On Tue, Mar 5, 2019 at 5:15 PM Jeff Ortel <jortel at redhat.com> wrote:

> +1 to switching back to UUIDs for the reasons Brian gave.
>
> On 3/1/19 2:23 PM, Brian Bouterse wrote:
>
> I've finally gotten to read through the numbers and this thread. It is a
> tradeoff but I am +1 for switching to UUIDs. I focus on the PostgreSQL UUID
> vs int case because that is our default database. I don't think too much
> about how things perform on MariaDB because they can improve their own
> performance to catch up to PostgreSQL which regularly is performing better
> afaict. I agree with the assessment of 30% ish slowdown in the large unit
> cases for PostgreSQL. Still, I believe the advantages of switching to UUIDs
> are worth it. Two main reasons stick out in my mind.
>
> 1. Our core code and all plugin code will always be compatible with common
> db backends even when using bulk_create()
> 2. We get database sharding with postgresql which you can only do with
> UUID pks.
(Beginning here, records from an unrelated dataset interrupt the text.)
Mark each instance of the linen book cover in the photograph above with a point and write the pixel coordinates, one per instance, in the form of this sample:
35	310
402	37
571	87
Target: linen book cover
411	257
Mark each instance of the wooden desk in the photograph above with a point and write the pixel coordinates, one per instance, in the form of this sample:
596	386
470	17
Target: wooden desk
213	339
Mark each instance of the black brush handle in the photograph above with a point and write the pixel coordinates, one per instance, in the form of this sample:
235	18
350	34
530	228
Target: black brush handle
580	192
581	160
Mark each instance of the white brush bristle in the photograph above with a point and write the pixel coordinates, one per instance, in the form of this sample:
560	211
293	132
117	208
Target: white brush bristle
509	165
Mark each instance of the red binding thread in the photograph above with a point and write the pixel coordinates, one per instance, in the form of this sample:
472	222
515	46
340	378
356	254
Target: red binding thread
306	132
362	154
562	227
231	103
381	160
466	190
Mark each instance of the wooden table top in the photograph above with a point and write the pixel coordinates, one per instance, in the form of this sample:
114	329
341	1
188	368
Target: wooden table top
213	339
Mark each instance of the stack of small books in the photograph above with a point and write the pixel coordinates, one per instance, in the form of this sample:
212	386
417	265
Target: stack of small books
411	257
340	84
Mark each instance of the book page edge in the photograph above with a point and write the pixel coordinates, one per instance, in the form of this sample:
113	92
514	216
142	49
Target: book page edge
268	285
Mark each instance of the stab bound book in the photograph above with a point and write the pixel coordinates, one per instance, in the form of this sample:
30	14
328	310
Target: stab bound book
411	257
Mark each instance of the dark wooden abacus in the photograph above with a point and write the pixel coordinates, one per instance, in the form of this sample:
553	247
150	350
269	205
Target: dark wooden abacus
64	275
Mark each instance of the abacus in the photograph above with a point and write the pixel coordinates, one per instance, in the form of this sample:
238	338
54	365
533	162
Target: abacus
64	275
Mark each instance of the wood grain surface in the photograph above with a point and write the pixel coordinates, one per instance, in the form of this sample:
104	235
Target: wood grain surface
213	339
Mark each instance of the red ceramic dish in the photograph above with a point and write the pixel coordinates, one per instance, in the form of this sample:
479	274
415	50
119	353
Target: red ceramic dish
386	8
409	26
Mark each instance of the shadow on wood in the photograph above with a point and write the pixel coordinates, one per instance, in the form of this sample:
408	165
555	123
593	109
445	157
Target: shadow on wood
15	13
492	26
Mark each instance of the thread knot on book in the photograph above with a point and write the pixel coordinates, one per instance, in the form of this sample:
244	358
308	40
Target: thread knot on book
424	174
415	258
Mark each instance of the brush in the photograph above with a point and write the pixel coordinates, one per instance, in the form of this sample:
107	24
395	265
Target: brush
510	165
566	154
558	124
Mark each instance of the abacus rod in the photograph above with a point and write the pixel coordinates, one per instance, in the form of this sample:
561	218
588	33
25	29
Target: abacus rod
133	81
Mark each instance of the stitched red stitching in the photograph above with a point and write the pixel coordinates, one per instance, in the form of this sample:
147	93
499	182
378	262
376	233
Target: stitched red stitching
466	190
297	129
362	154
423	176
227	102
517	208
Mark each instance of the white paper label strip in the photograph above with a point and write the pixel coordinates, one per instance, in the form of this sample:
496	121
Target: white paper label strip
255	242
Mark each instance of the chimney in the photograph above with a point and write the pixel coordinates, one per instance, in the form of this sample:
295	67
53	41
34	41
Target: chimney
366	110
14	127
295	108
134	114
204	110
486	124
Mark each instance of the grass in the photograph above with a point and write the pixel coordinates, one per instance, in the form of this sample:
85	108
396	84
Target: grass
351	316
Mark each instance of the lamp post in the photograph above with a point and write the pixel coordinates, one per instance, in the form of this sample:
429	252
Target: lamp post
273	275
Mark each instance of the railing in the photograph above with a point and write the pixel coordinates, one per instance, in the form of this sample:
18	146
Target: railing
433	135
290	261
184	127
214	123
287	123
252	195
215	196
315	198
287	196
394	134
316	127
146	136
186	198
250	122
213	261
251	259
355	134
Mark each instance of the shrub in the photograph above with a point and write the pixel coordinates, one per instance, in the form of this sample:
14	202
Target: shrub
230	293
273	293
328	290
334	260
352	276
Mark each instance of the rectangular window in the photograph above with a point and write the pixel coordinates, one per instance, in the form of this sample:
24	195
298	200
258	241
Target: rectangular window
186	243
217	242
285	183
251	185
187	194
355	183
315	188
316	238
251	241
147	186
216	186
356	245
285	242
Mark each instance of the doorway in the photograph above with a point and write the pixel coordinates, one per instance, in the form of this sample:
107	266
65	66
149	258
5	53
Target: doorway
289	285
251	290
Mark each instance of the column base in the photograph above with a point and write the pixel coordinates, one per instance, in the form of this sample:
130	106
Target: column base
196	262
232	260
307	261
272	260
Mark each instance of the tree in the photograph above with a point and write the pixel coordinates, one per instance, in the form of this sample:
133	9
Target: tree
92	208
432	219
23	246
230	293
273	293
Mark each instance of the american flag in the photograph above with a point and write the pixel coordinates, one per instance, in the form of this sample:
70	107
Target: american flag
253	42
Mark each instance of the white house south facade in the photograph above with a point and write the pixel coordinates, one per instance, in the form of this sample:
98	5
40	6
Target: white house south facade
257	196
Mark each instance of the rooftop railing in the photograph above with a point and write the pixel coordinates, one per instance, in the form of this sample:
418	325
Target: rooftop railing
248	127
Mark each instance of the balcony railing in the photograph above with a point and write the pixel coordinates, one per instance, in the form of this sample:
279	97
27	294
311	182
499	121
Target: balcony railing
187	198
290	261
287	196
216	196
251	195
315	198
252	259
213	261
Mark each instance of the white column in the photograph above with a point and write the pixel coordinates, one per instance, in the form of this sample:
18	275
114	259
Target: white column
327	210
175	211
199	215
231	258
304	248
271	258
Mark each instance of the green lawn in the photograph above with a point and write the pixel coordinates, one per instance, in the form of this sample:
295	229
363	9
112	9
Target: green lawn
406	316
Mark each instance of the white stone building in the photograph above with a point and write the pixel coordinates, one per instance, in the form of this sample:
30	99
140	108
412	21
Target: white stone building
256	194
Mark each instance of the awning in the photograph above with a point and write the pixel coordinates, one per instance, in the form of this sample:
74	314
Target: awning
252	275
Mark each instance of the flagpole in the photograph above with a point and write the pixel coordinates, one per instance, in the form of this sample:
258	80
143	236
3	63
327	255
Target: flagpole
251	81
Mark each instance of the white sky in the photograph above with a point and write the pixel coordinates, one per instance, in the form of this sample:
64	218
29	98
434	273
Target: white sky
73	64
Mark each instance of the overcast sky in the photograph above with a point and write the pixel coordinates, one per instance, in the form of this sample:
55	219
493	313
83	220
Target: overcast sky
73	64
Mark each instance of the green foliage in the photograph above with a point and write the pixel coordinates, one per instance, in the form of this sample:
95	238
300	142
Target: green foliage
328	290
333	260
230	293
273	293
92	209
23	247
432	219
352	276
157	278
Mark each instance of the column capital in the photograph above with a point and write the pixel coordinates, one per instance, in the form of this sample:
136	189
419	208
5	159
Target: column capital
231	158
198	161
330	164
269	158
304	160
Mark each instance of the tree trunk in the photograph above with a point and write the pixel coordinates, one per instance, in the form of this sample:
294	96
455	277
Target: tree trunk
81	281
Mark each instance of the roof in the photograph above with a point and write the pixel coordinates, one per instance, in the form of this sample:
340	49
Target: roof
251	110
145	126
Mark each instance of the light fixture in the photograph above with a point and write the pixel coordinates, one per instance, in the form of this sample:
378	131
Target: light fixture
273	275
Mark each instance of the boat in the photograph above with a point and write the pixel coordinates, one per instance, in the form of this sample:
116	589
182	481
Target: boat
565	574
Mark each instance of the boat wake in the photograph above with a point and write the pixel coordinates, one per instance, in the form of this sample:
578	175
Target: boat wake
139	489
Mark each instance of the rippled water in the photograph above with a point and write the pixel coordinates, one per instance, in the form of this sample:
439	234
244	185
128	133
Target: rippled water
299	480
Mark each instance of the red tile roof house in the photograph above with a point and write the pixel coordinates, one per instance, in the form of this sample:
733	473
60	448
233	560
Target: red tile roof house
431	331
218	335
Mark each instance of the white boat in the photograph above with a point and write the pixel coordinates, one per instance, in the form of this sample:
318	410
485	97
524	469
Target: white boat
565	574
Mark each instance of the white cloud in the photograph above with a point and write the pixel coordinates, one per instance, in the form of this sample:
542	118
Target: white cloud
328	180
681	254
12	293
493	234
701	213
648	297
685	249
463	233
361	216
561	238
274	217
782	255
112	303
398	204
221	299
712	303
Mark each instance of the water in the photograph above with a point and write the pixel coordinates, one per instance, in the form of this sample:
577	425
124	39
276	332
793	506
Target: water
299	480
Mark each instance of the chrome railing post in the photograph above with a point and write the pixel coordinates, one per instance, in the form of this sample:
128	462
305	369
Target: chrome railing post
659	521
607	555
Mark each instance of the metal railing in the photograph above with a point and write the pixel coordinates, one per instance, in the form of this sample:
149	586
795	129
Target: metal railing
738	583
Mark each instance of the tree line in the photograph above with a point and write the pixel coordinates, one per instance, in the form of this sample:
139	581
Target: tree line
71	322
I was advised this years ago by jcline.
>
> Performance and compatibility are a pretty classic trade-off. Overall I've
> found that initial releases launch with less performance and improve (often
> significantly) overtime. Consider the interpreter pypy (not pypi).  It
> started "roughly 2000x slower [at initial launch] than CPython, to roughly
> 7x faster [now]" [0]. Launching Pulp 3.0 that is 30% slower in the
> worst-case but runs everywhere with zero "db-behavior surprises" I think is
> worth it. Also conversely, if we don't adopt UUIDs, how will we address
> item 1 pre RC?
>
> @dawalker for the "can we have both" option, we probably can have some
> db-specific codepaths, but I don't think doing an application wide PK type
> change as a setting is feasible to support. The db specific codepaths are
> one way performance improves over time. For the initial release, to keep
> things simple I hope we don't have conditional database codepaths (for now).
>
> More discussion on this change is encouraged. Thanks @dalley so much for
> all the detailed investigation!
>
> [0]: https://morepypy.blogspot.com/2018/09/the-first-15-years-of-pypy.html
>
> Thank you,
> Brian
>
> On Fri, Mar 1, 2019 at 2:51 PM Dana Walker <dawalker at redhat.com> wrote:
>
>> As I brought up on irc, I don't know how feasible the complications to
>> maintenance would be going forward, but I would prefer if we could use some
>> sort of settings in order to choose uuid or id based on MariaDB or
>> PostgreSQL.  I want us to work everywhere, but I'm really concerned at the
>> impact to our users of a 30-40% efficiency drop in speed and storage.
>>
>> David wrote up a quick Proof of Concept after I brought this up but
>> wasn't necessarily advocating it himself.  I think Daniel and Dennis
>> expressed some concerns.  I'd like to see more people discussing it here
>> with reasoning/examples on how doable something like this could be?
>>
>> If it's not on the table, I understand, but want to make sure we've
>> considered all reasonable options, and that might not be a simple binary of
>> either/or.
>>
>> Thanks,
>>
>> --Dana
>>
>> Dana Walker
>>
>> Associate Software Engineer
>>
>> Red Hat
>>
>> <https://www.redhat.com>
>> <https://red.ht/sig>
>>
>>
>> On Fri, Mar 1, 2019 at 9:15 AM David Davis <daviddavis at redhat.com> wrote:
>>
>>> I just want to bump this thread. If we hope to make the Pulp 3 RC date,
>>> we need feedback today.
>>>
>>> David
>>>
>>>
>>> On Wed, Feb 27, 2019 at 5:09 PM Matt Pusateri <mpusater at redhat.com>
>>> wrote:
>>>
>>>> Not sure if https://www.webyog.com/ Monyog will give a free opensource
>>>> project license.  But that might help diagnose the MariaDB performance.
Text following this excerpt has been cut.